Inversion as Data Augmentation: DDIM inversion essentially finds the most relevant latent space representation for preference data, which is equivalent to an "alignment-aware" data augmentation strategy.
Efficiency Revolution: Fine-tuning SDXL in only 400 steps outperforms the state-of-the-art, which is highly valuable for practical deployment.

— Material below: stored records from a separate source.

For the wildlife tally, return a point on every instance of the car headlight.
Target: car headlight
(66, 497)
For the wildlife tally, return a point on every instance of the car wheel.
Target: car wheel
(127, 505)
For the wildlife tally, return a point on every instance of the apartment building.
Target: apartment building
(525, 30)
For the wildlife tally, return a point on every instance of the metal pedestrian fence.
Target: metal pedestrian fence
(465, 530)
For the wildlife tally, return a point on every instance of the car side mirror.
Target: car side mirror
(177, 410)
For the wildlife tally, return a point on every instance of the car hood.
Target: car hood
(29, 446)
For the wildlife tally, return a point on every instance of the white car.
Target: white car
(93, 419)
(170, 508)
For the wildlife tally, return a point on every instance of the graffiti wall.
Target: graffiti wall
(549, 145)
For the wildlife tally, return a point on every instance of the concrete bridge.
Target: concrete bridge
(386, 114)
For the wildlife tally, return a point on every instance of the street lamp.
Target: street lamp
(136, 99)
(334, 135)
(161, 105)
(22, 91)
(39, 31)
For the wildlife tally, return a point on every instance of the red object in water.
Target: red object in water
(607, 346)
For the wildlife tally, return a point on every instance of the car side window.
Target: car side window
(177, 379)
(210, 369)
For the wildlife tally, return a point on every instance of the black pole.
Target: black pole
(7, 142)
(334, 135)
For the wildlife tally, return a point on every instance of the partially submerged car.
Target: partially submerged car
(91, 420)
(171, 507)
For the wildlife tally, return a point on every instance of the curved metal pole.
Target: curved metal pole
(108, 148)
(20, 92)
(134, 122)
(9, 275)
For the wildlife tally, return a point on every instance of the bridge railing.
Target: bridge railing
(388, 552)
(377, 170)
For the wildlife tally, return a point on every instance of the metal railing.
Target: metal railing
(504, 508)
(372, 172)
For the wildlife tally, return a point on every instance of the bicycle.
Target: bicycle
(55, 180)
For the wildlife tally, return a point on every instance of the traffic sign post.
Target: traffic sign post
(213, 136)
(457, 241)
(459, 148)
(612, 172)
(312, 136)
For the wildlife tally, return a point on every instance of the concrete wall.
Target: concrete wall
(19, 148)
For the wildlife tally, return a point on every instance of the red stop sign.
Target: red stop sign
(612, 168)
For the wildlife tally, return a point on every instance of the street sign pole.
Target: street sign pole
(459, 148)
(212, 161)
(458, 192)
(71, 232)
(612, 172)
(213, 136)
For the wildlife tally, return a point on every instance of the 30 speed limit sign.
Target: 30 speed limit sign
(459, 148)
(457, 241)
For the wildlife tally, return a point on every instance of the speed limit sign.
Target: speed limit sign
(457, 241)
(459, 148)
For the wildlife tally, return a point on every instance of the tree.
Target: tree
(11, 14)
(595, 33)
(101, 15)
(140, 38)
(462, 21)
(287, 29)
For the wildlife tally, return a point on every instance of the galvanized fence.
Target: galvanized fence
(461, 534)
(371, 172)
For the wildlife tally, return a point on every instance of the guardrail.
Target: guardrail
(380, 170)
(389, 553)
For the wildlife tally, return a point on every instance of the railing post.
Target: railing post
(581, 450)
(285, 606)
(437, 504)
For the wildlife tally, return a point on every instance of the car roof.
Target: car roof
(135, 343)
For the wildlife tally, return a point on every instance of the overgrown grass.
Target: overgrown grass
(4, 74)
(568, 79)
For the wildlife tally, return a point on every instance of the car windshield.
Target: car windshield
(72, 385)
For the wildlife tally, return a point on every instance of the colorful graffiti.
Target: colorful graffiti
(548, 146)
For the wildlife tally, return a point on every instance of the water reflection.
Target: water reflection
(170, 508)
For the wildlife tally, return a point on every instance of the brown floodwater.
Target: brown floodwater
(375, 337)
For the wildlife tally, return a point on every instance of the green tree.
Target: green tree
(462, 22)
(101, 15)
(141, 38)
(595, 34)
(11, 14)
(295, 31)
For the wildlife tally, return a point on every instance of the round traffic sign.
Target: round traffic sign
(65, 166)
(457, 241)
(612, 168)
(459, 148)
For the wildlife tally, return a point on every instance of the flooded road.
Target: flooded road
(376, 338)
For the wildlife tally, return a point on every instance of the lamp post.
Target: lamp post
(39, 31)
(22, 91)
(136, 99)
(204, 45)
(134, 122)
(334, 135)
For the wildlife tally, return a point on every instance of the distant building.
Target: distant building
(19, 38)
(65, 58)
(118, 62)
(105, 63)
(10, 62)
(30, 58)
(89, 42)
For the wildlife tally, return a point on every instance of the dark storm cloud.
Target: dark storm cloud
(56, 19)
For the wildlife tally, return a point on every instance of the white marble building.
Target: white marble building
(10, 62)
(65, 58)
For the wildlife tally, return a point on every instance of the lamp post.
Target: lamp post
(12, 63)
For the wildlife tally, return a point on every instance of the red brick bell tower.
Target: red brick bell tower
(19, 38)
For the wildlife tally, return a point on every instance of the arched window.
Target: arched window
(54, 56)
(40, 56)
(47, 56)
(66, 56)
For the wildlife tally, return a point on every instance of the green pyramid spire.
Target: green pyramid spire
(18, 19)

It can be transferred to other scenarios requiring rapid adaptation (e.g., style customization).

Limitations & Future Work¶

Relies on the deterministic sampling assumption of DDIM; applicability to stochastic samplers remains to be verified.
The inversion process introduces extra computational overhead (although it is one-off).
Only validated on SDXL; applicability to other architectures (such as DiT, Flux) remains unknown.
Online versions combining online preference data generation could be explored.

vs Diffusion-DPO: Uniformly allocating rewards across the entire denoising chain leads to sparse signals; InPO precisely locates critical latent variables through inversion, speeding up training by 5x.
vs DRaFT/AlignProp: Backpropagating gradients through the entire sampling process requires high memory; InPO only requires one-step forward propagation.
vs DDPO: RL policy gradient methods require online generation of a large number of samples; InPO can be directly trained on offline preference data.

Rating¶

Novelty: ⭐⭐⭐⭐⭐ Conceptualizing the diffusion model as a single-step generator and combining it with inversion is highly novel.
Experimental Thoroughness: ⭐⭐⭐⭐ Evaluated across multiple metrics, but lacks user studies.
Writing Quality: ⭐⭐⭐⭐ Rigorous mathematical derivation and clear logic.
Value: ⭐⭐⭐⭐⭐ The massive boost in training efficiency is highly valuable for real-world applications.